きっと本当に好きになられたら飽きて捨てるに違いない。


壊したい。壊れて欲しくない。
繋がりたい。嫌がって抵抗して欲しい。
手に入らないものしか愛せない。

相反した思考はどうしようもないくらいに最低で醜い。

ねじまがりすぎだ。
こんなの付き合ってられるか。



「俺の事、好きにならないでね」



海斗さんはお気に入りのガラス細工を扱うような手付きで、俺の頬を撫でた。


この人は、手に入らないものしか愛せない。


悪趣味すぎる。


「なんで、俺なんだよ」


掠れた声で呟いた。
彼は唇を塞ぐようにもう一度俺に口付ける。

俺はただ呆然と立ち尽くすだけ。


「生意気で馬鹿で賢くて丈夫そうで。
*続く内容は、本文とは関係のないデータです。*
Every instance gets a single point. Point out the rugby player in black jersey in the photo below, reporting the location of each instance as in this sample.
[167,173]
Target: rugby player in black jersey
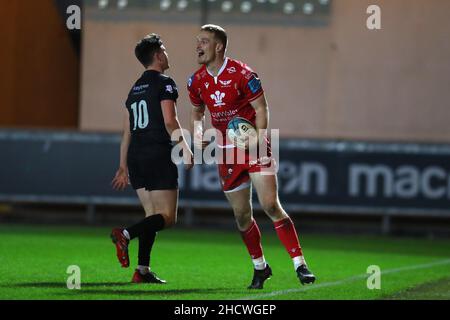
[150,118]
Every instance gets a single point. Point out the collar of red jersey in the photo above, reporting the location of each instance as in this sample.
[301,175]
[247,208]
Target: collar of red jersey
[220,70]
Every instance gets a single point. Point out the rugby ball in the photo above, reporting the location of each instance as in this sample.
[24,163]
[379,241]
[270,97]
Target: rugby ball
[240,130]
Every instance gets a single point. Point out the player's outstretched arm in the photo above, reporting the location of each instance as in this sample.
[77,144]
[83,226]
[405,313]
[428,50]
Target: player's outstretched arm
[197,126]
[171,122]
[120,180]
[262,116]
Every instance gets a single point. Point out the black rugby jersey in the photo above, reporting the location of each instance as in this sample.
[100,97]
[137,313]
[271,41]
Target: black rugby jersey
[144,108]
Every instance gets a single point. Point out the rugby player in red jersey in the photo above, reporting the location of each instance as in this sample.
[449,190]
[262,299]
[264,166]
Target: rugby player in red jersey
[229,88]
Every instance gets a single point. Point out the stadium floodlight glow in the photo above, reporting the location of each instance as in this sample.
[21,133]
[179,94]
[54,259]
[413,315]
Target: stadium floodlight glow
[182,5]
[122,4]
[102,4]
[165,5]
[246,6]
[227,6]
[288,8]
[308,8]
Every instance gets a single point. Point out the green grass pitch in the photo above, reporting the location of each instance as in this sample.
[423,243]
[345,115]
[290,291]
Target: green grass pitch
[201,265]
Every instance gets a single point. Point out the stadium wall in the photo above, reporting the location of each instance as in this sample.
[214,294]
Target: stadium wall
[40,68]
[340,80]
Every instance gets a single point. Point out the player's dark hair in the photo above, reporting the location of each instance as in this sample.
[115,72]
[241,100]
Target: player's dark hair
[146,49]
[219,33]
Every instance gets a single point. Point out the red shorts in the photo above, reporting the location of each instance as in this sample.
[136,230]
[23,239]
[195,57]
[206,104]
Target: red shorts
[234,175]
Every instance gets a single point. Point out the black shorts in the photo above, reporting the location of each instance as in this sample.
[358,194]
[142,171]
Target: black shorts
[152,168]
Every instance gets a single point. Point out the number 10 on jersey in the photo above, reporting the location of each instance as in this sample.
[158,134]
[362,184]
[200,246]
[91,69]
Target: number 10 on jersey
[140,114]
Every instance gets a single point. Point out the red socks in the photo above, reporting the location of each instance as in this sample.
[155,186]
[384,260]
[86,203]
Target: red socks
[288,236]
[252,239]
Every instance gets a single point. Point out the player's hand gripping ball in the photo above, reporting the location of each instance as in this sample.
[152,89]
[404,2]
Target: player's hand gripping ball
[241,132]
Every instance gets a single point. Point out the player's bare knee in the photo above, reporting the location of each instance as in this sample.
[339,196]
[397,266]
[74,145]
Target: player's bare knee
[273,210]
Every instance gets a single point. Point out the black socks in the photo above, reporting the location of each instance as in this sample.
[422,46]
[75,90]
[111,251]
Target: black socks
[151,224]
[146,241]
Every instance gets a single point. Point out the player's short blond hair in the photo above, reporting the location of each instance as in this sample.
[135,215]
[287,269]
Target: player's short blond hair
[219,33]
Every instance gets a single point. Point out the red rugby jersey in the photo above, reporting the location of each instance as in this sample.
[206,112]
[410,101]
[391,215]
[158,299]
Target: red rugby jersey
[228,95]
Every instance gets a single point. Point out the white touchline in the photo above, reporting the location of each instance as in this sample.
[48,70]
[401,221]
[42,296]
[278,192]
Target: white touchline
[343,281]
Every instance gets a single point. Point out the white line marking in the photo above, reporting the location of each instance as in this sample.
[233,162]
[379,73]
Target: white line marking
[343,281]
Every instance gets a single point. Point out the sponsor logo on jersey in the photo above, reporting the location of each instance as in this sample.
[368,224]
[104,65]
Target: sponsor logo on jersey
[225,83]
[218,97]
[254,85]
[169,88]
[141,87]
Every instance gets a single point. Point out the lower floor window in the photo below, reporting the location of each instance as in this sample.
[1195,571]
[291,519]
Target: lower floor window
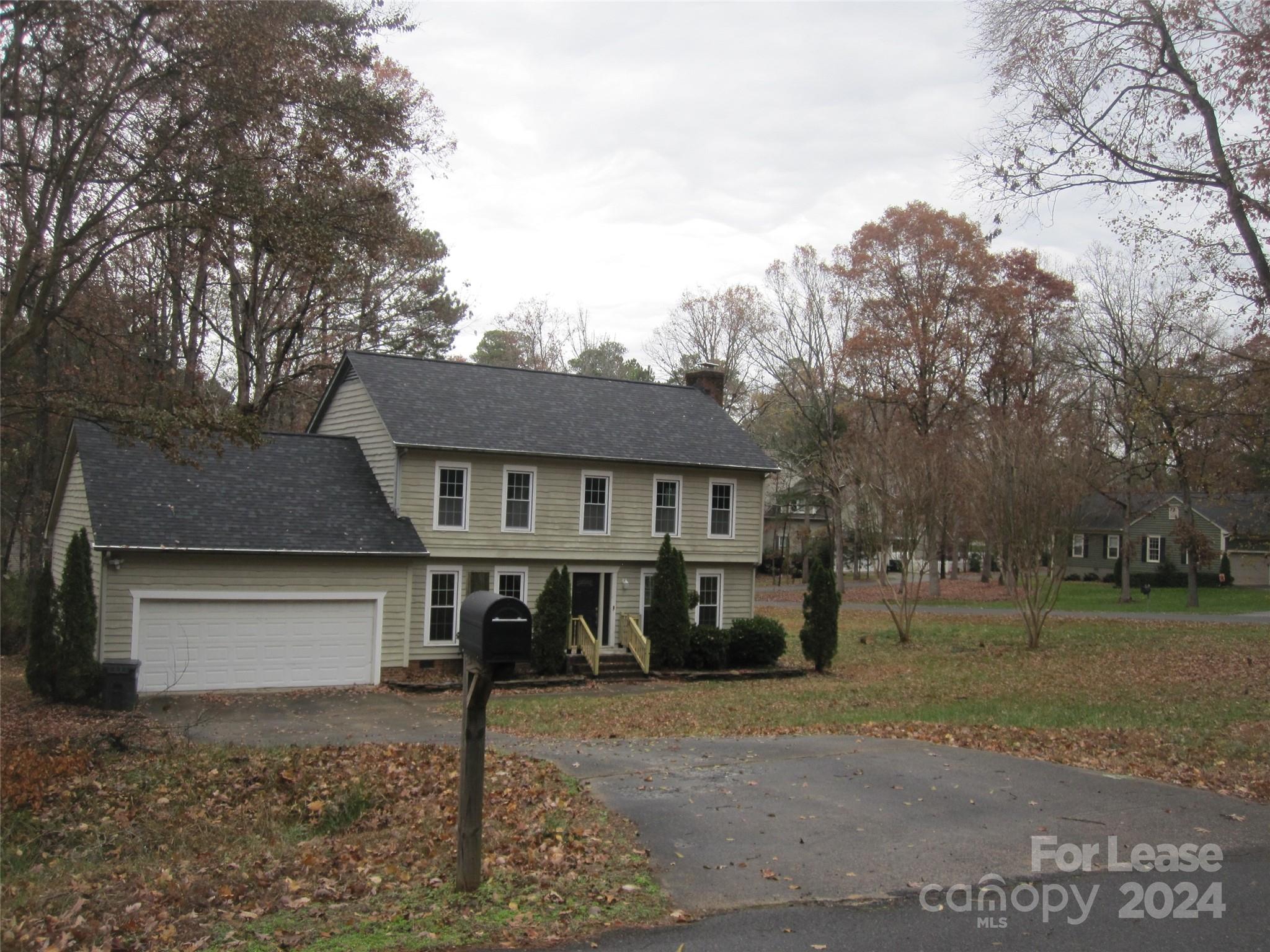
[709,599]
[442,606]
[511,583]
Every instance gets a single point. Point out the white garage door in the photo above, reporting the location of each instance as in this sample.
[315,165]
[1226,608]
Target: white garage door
[218,644]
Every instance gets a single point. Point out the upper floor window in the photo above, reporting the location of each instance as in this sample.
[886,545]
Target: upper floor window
[723,498]
[451,511]
[518,499]
[595,503]
[667,491]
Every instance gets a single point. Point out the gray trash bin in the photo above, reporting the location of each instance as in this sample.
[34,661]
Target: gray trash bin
[120,684]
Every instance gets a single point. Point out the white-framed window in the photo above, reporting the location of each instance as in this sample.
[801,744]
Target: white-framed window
[667,506]
[723,507]
[520,487]
[453,495]
[710,598]
[596,503]
[646,596]
[441,612]
[512,583]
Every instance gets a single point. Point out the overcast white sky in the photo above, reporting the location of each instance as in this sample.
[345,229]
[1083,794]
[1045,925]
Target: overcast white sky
[611,155]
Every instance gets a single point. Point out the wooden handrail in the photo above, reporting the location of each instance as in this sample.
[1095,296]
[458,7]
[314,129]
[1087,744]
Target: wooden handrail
[585,641]
[637,641]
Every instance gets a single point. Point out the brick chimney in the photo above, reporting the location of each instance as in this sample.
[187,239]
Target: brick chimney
[708,379]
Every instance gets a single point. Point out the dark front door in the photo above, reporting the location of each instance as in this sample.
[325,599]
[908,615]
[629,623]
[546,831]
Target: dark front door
[586,599]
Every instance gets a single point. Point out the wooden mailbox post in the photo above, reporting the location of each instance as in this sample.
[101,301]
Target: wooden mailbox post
[494,632]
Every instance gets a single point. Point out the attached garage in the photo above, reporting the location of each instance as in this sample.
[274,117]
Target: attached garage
[187,641]
[276,566]
[1250,568]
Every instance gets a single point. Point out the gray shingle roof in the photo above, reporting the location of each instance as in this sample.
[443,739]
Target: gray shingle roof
[296,493]
[441,404]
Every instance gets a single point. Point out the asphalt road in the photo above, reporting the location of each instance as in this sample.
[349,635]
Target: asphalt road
[905,926]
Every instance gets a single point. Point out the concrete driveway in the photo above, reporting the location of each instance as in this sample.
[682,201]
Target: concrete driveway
[750,822]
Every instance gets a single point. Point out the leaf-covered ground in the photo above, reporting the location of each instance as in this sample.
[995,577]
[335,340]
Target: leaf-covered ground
[1174,701]
[174,845]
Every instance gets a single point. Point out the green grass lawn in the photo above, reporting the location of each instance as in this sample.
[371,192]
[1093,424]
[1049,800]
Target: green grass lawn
[1173,700]
[1101,597]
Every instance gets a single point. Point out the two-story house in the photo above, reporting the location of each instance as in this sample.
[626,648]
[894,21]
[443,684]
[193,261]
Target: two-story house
[324,558]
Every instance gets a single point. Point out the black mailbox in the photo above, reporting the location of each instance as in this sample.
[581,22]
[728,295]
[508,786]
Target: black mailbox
[495,628]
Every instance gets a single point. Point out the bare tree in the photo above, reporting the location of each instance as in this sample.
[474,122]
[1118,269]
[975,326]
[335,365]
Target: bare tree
[718,327]
[1145,99]
[803,348]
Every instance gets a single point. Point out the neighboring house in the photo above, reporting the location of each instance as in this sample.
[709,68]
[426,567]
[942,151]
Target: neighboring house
[1233,523]
[791,519]
[303,563]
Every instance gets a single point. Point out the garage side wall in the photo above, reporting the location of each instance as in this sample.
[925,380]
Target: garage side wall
[71,517]
[249,573]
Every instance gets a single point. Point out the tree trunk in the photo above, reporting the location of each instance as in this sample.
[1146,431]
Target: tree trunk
[930,542]
[1126,582]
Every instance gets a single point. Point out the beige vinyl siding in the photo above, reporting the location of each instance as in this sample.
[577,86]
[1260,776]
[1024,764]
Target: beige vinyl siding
[558,500]
[249,573]
[71,517]
[738,589]
[351,413]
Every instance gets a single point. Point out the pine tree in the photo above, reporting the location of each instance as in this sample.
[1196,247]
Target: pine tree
[42,635]
[551,624]
[819,635]
[78,676]
[667,617]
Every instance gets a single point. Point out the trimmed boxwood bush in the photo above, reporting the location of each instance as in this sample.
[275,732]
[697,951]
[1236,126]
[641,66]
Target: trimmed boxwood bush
[1225,569]
[819,635]
[76,673]
[42,646]
[666,621]
[708,649]
[551,620]
[756,643]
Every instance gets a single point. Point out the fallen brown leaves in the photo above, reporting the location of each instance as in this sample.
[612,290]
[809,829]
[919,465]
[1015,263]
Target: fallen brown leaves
[178,844]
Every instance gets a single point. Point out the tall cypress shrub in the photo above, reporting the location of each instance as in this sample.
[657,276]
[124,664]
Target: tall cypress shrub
[42,635]
[819,635]
[78,676]
[667,617]
[551,625]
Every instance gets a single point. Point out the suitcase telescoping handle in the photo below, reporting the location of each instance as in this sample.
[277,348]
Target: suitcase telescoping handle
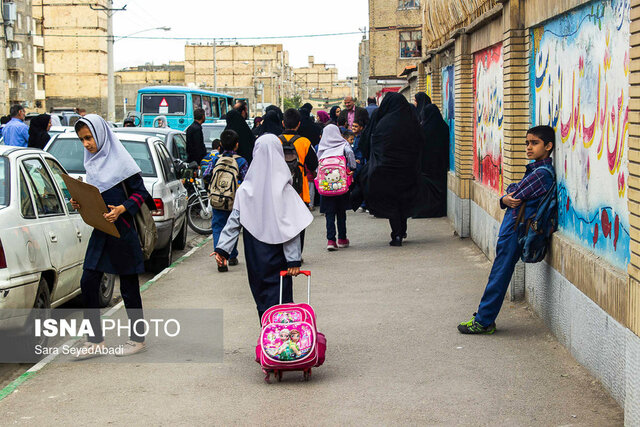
[306,273]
お前、これ以上無いくらいにぶっ壊したくなる」


冷えた目。
唇が触れるような位置で言われた答えはこれ以上無いくらいに最低だった。


「ほんと、やめてくれ」


泣きそうになりながら言うと、彼は満足そうに笑う。


気付けばいつの間にか蜘蛛の巣の上にいた。
もがけばもがくほど身動きが取れなくなる。
性格の悪い蜘蛛はぎりぎりの逃げ道をちらつかせながら俺をゆっくりと嬲り殺そうとする。


けれど俺は彼が飽きるまで、もがき続けるしかない。


最悪だ。

呟いた声が闇夜に響いて消えた。